Atlas Copco’s SmartLink is a 24/7 compressor data monitoring program that connects the company and its customers through a web-based monitoring dashboard. “SmartLink provides professionals with the information they need, from compressor running hours and maintenance alerts to a detailed analysis of the compressed air system’s energy performance, in order to proactively maintain maximum uptime, increase efficiency and, therefore, increase energy savings,” says Brian Blum, CTS optimization marketing at Atlas Copco Compressors.
“Energy consumption typically represents 70 percent of the overall cost of a compressed air installation, making it imperative that plants invest in smart technologies that help reduce energy consumption and increase efficiency,” adds Blum.
Likewise, Kaeser Compressors’ Sigma Air Manager (SAM) system controller includes a web server that allows users to remotely monitor system activity and adjust system settings. SAM can optionally be connected to a Kaeser authorized service center to further enhance system reliability and reduce maintenance costs.
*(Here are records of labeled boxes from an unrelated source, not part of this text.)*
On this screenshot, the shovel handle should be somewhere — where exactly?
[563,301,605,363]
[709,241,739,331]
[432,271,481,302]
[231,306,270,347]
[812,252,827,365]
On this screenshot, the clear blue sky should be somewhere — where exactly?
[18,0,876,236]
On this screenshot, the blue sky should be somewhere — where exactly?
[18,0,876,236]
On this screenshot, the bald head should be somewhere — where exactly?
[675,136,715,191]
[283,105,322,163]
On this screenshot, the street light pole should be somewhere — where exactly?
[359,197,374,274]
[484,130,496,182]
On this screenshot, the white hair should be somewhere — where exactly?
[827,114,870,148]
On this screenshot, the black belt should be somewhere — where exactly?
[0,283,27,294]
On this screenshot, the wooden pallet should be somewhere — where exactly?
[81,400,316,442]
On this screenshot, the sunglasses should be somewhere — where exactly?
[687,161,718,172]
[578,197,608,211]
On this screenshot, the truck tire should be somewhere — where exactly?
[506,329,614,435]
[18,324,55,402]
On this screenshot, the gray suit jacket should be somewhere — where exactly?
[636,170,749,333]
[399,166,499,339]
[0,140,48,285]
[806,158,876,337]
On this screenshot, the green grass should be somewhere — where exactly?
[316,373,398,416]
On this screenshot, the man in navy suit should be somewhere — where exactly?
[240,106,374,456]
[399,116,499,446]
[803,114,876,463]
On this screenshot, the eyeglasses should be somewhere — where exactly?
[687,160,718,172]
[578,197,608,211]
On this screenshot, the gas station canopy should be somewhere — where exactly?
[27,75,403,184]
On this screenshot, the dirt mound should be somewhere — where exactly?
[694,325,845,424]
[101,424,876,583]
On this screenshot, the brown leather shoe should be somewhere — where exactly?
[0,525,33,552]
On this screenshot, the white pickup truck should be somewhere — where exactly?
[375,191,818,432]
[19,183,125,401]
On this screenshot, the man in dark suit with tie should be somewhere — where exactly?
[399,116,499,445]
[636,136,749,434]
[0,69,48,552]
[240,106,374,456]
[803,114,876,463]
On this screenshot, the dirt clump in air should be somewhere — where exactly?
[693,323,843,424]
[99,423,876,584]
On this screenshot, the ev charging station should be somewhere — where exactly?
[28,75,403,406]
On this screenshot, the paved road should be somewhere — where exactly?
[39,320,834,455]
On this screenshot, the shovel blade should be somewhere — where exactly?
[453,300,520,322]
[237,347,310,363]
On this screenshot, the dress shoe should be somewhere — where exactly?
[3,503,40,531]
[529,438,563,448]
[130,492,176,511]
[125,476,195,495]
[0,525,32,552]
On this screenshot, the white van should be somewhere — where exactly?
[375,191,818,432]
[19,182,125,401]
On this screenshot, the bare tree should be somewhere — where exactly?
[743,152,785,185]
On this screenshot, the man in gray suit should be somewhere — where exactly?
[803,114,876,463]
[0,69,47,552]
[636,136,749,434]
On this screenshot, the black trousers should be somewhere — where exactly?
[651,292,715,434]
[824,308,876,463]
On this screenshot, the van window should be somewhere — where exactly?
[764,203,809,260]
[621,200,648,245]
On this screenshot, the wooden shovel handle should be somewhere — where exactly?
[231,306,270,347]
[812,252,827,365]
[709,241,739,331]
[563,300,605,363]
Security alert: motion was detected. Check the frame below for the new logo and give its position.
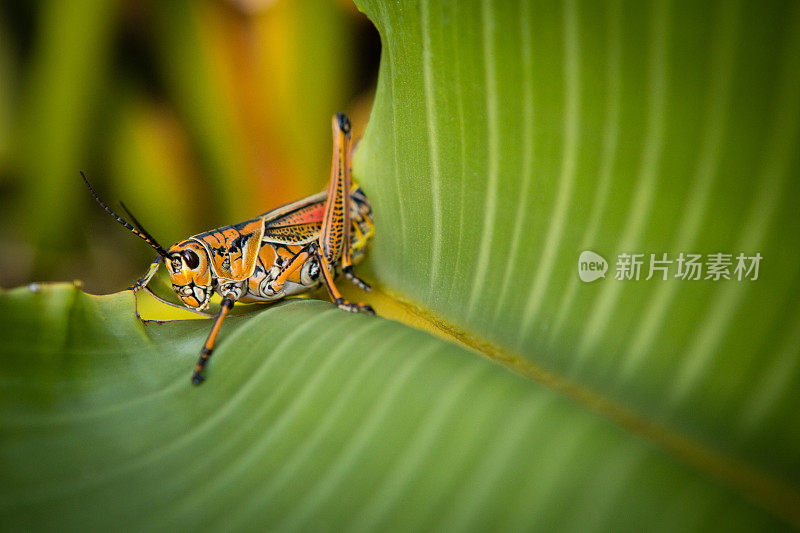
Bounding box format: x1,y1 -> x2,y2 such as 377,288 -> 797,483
578,250 -> 608,283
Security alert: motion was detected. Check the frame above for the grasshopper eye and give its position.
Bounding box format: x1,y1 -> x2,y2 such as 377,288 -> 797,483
181,250 -> 200,270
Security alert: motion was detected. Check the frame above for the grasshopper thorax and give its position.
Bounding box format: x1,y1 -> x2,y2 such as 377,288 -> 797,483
166,239 -> 213,310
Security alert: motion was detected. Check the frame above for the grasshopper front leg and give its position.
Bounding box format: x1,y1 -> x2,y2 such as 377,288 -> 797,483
192,283 -> 244,385
313,113 -> 375,314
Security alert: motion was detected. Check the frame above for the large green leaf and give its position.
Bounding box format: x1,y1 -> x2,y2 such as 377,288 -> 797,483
0,0 -> 800,530
355,0 -> 800,524
0,285 -> 788,530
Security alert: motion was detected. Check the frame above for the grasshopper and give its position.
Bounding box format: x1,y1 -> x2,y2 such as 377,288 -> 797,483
81,113 -> 375,385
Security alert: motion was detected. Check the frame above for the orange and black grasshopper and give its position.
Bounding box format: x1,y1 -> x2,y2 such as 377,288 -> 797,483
81,113 -> 374,385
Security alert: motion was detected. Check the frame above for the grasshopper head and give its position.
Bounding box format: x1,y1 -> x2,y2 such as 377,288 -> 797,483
166,239 -> 213,310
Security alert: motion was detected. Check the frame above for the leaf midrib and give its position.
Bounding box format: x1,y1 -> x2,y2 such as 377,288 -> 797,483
370,284 -> 800,527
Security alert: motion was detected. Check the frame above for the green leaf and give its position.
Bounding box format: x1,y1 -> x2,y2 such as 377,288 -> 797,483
354,0 -> 800,526
0,285 -> 788,530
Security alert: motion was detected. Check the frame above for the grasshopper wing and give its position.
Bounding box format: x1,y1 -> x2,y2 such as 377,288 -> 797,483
195,218 -> 264,281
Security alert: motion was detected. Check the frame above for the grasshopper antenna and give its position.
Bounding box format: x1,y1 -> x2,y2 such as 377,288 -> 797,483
81,171 -> 169,259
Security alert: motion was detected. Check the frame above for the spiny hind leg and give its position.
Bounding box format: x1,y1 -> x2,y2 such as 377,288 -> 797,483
319,113 -> 370,294
312,246 -> 375,315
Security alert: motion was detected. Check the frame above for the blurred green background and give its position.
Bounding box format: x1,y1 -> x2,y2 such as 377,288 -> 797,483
0,0 -> 380,292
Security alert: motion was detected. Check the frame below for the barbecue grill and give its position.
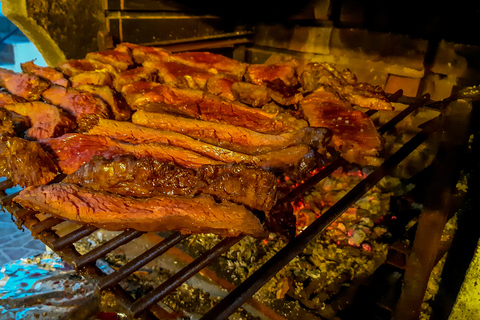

“Monitoring performance and energy consumption is important, but you need to be prepared to do something with the data,” says Neil Mehltretter, system design manager at Kaeser Compressors. “If you only glance at the numbers, charts and graphs, it’s not going to make a difference on your energy bill. Don’t be afraid to partner with someone who can help you interpret the data and make concrete recommendations to fix any problems.”